The urban component measured was further broken down into structural (water, built environment, and vegetation), agent (human or animal), and abiotic (air, soil, and water). Next, the authors considered which method was used to measure the urban component, dividing this into two classifications: singular (in which a single component was measured) or composite (in which multiple urban components were measured). The spatial scale of each metric was examined. For example, if building density within a 1km buffer of the sample location was used, the spatial scale of building density would be ~314ha. Finally, the temporal nature of the metric was assessed and classified as either static or dynamic. A static metric would be a measurement taken at a specific point in time (e.g. human population density during the 2010 Census), while a dynamic metric would be a measurement that quantifies variation (e.g. change in human population density from the 1950 Census to the 2010 Census).

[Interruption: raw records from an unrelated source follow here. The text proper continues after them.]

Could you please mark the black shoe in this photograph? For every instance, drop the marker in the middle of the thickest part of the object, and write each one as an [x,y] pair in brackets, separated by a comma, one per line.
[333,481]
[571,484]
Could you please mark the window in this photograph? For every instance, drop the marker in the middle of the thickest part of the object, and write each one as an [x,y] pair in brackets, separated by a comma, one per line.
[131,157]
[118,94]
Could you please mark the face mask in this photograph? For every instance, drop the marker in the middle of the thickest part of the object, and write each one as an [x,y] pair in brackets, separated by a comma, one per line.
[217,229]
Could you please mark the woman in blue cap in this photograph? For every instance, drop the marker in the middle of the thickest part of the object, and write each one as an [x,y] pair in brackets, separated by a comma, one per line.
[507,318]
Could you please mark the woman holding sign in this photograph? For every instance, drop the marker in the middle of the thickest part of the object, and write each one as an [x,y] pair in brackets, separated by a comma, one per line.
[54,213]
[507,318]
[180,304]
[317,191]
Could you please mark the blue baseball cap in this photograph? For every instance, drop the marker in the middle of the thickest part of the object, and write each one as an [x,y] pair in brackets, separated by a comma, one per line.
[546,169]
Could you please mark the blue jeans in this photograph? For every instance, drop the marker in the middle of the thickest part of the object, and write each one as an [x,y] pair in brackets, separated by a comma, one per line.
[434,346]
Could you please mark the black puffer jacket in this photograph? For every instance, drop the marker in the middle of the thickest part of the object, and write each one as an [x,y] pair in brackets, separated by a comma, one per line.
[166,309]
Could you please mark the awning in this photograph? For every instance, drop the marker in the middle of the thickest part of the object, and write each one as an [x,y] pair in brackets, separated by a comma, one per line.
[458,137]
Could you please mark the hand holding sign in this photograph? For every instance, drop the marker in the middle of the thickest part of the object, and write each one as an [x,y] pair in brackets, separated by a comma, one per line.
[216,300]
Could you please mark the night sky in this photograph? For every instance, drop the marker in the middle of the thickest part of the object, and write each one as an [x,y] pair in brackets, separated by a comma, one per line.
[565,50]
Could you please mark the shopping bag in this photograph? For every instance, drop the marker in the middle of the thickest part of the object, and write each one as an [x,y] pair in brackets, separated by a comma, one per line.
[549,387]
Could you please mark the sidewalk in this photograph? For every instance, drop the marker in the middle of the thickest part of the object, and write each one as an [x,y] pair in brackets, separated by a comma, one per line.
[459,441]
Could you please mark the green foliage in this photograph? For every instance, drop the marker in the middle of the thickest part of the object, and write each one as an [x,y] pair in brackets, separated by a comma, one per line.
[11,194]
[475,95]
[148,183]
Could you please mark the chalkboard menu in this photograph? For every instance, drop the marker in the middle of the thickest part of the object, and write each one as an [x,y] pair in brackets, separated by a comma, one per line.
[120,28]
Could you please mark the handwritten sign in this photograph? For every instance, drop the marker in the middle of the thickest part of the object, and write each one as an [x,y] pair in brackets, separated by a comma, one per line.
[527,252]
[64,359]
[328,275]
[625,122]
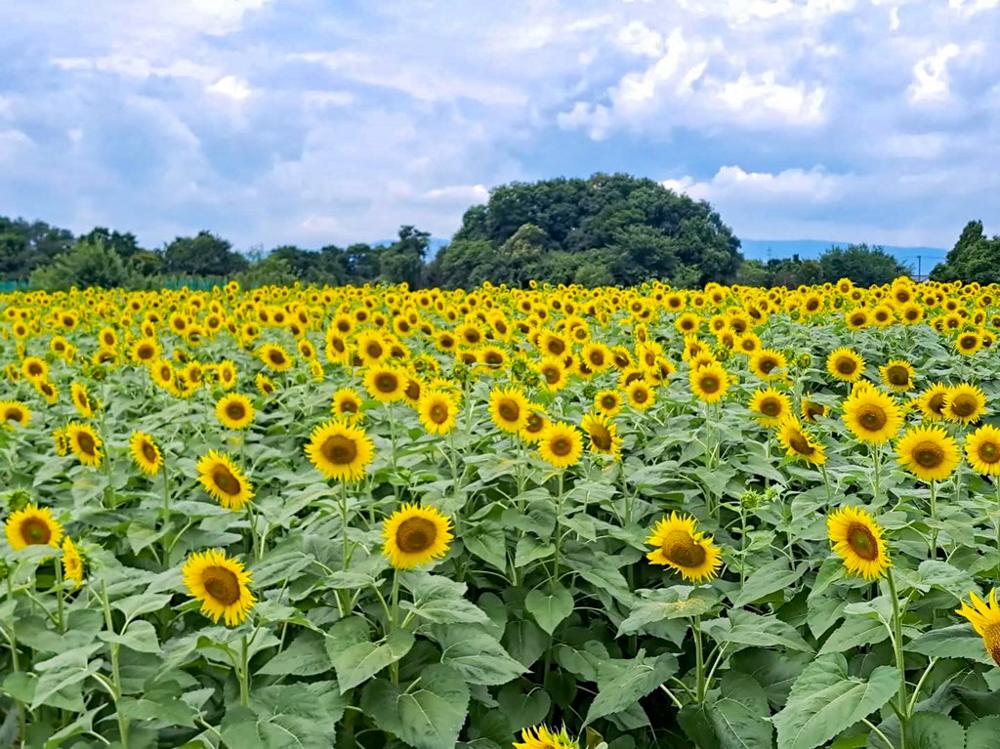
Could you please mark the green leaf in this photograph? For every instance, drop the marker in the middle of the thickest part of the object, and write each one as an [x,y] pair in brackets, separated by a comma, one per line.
[934,731]
[984,733]
[551,607]
[427,714]
[855,631]
[306,656]
[621,683]
[476,655]
[825,700]
[286,716]
[668,603]
[770,578]
[956,641]
[355,658]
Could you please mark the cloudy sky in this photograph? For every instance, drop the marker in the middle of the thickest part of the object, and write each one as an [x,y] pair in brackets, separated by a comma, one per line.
[312,122]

Of the 244 papers examined, Moll et al. identified 1,177 urban metrics! Over half the studies examined songbirds, while only about 10% studied herptofauna, 10% studied medium/large mammals. With regard to the urban component, most metrics were structural, with most of these quantifying the amount of vegetation (figure 2). Most approaches calculated the proportion of the metric in a spatial delineation, often related to a structural component, such as the percent impervious surface within a buffer. The second most common method was calculating the density of the metric in a spatial delineation, for example, the human population density within a buffer. The focal species home range was used by most metrics to estimate spatial scale, though some studies used spatial scales that were much smaller or much larger than this. Finally, the vast majority of studies that were examined included a static metric.
This summary by Moll et al. shows that recent urban wildlife research uses a wide variety of metrics to asses urbanization within the study area and the urgent need to clarify the terms “urban” and “urbanization”. Moll et al. suggest the future studies account for urbanization using more than one metric, which will help determine which metric drives the observed ecological phenomenon being studied. The authors suggest that landscape metrics (e.g. urban patch diversity) along with multivariate approaches are under-utilized by current studies and can help researchers discern the complex macroecological processes across urban gradients. Finally, the authors urge future studies to consider socio-economic dimensions when assessing urbanization; this increased inter-disciplinary research will help us more effectively understand how humans shape ecological processes.